Buchinger: Neuwahlen vor dem Sommer halte ich für ausgeschlossen, Neuwahlen im Herbst sind wenig wahrscheinlich geworden. Nur wenn die Gespräche nicht in einen Kompromiss münden, würden im Herbst zwangsläufig Neuwahlen drohen. Nach den Gesprächen vom Mittwoch besteht zumindest eine gute Chance, dass in es in den inhaltlichen Fragen – Steuerentlastung und Inflationsabgeltung – zu einem vernünftigen Kompromiss kommt.

STANDARD: Die ÖVP lehnt eine Einmalzahlung ab, weil sie nicht nachhaltig sei. Könnte man stattdessen eine Entlastung setzen, die jedes Jahr greift?

Buchinger: Ja, eine nachhaltige Entlastung 2008 wäre eine Verbesserung zur Einmalzahlung. Unser Gedanke war: Wegen der Inflation eine Soforthilfe und 2009 die Steuerreform. Wenn es gelingt, eine Lösung zu finden, die auch die vorgezogene Entlastung 2008 als nachhaltig konstruiert, dann wäre das noch besser. Dem würden wir natürlich zustimmen. Das werden wir auch versuchen, gemeinsam mit der ÖVP zu erarbeiten.

STANDARD: Wie könnte das gehen?

Buchinger: Das ginge auf mehrere Arten. Die Sozialversicherung wäre eine Möglichkeit, die zweite wäre im Bereich der Steuergutschrift. Die Negativsteuer kann auch zwischenjährig gemacht werden. Und es gibt noch weitere Möglichkeiten.

STANDARD: Das wäre eine Kompromissvariante, der die SPÖ ohne Gesichtsverlust zustimmen könnte?

Buchinger: Genau. Man muss nüchtern sagen: Es spielen inhaltliche Fragen eine Rolle, aber auch die Frage, wer sich wie durchsetzt. Einen Gesichtsverlust wird niemand – weder SPÖ noch ÖVP – dulden.

STANDARD: Können Sie verstehen, dass die ÖVP verschnupft reagiert hat, weil der Kanzler seine Forderungen via „Pressestunde“ vorgebracht hat?

Buchinger: Was glauben Sie, wie oft wir verschnupft reagiert haben. Ich habe via „ZiB“ erfahren, dass Minister Bartenstein die Pflegelösung kippen will. Wenn es um den Stil geht, ist unsere Liste an Vorwürfen an den Koalitionspartner länger.

STANDARD: Ein Wunsch der ÖVP war auch, ein Doppelbudget im Herbst zu machen. Ist das ein Problem für Sie?

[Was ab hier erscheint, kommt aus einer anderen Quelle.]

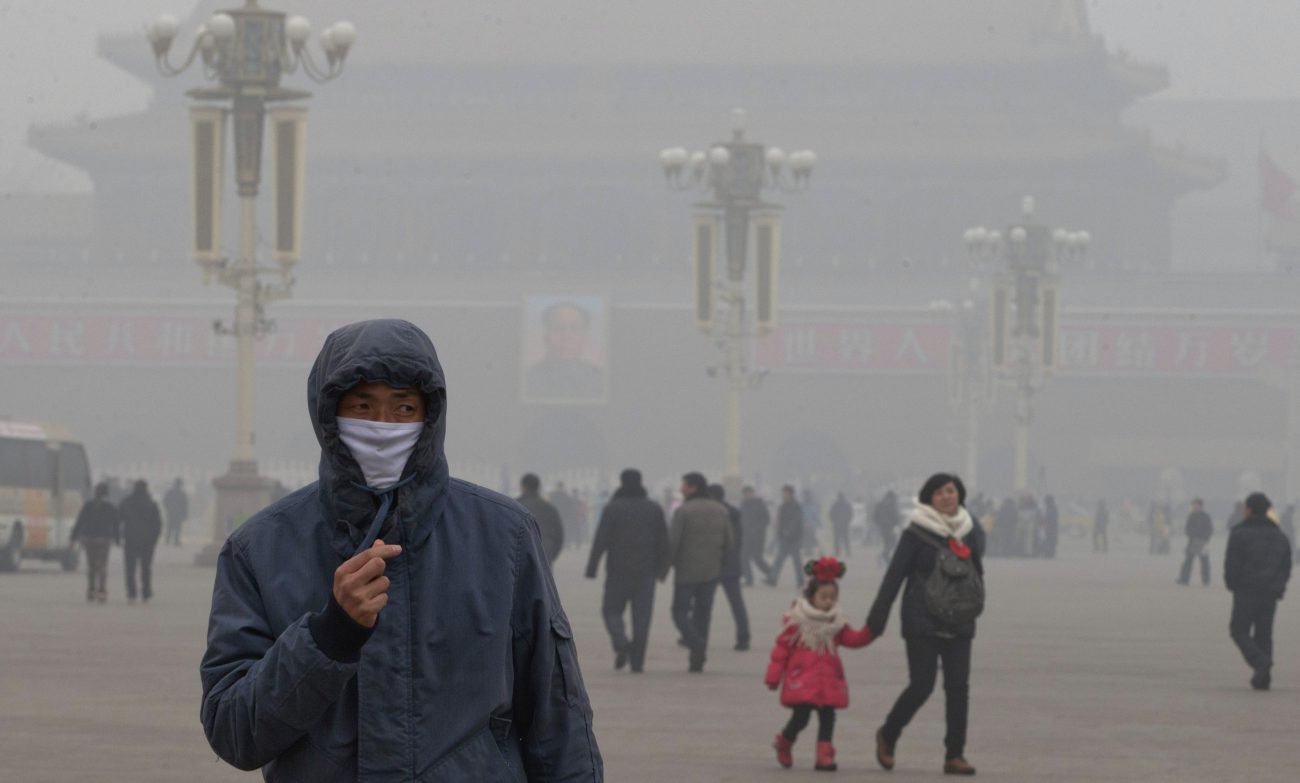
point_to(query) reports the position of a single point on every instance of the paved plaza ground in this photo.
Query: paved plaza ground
(1088, 667)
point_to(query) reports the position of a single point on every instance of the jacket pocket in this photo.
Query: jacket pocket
(480, 758)
(568, 680)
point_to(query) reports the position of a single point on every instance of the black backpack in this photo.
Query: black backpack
(954, 592)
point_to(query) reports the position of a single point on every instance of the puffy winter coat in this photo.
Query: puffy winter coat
(469, 673)
(811, 676)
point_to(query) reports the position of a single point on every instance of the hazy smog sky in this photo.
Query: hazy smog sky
(50, 73)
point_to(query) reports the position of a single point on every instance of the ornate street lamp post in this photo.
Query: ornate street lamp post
(1023, 311)
(246, 51)
(736, 172)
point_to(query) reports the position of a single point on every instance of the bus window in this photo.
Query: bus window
(24, 463)
(73, 468)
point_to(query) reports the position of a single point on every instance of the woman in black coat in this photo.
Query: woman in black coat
(939, 520)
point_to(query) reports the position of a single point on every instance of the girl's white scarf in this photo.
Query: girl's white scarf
(817, 628)
(927, 518)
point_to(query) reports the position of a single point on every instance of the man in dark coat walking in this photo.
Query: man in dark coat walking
(177, 507)
(841, 517)
(754, 519)
(885, 517)
(698, 539)
(1199, 530)
(729, 575)
(547, 517)
(1256, 567)
(789, 537)
(389, 622)
(142, 524)
(96, 530)
(633, 537)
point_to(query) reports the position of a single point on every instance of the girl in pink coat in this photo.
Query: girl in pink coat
(806, 657)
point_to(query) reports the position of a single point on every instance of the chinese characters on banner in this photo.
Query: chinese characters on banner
(1088, 346)
(185, 341)
(1086, 349)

Buchinger: Uns sind Einzelbudgets lieber. Aber das ist keine Fahnenfrage. In einem ausgewogenen Papier von Geben und Nehmen kann das möglich sein.

STANDARD: Die letzte ÖVP-Forderung war eine gemeinsame Plattform zur Erarbeitung der Gesundheitsreform.

Buchinger: Das ist ungenügend. Für die SPÖ ist unverzichtbar, dass rasch gehandelt wird. Es kann nicht sein, dass die Gefahr der Zahlungsunfähigkeit bei den Krankenkassen besteht. Da kann man nicht sagen, die Gesundheitsreform kommt Ende 2009, Anfang 2010. Es müssen heuer die Entscheidungen fallen. Da muss ich schon deutlich sagen: Gesundheitsministerin Kdolsky hat 14 Monate lang zu wenig getan.

STANDARD: Muss ein neues Finanzierungssystem für das Gesundheitssystem schon 2009 in Kraft treten?

Buchinger: Man braucht sich nicht auf einen Termin festlegen. Es genügt, wenn man die Eckpunkte heuer fixiert und Krankenkassen sowie Versicherten vermittelt: Die Finanzierung steht, ihr braucht euch nicht vor einem vertragslosen Zustand oder Selbstbehalten fürchten.

STANDARD: Sie haben kürzlich Präferenzen für Rot-Grün geäußert. Haben Sie sich innerlich von der großen Koalition schon verabschiedet?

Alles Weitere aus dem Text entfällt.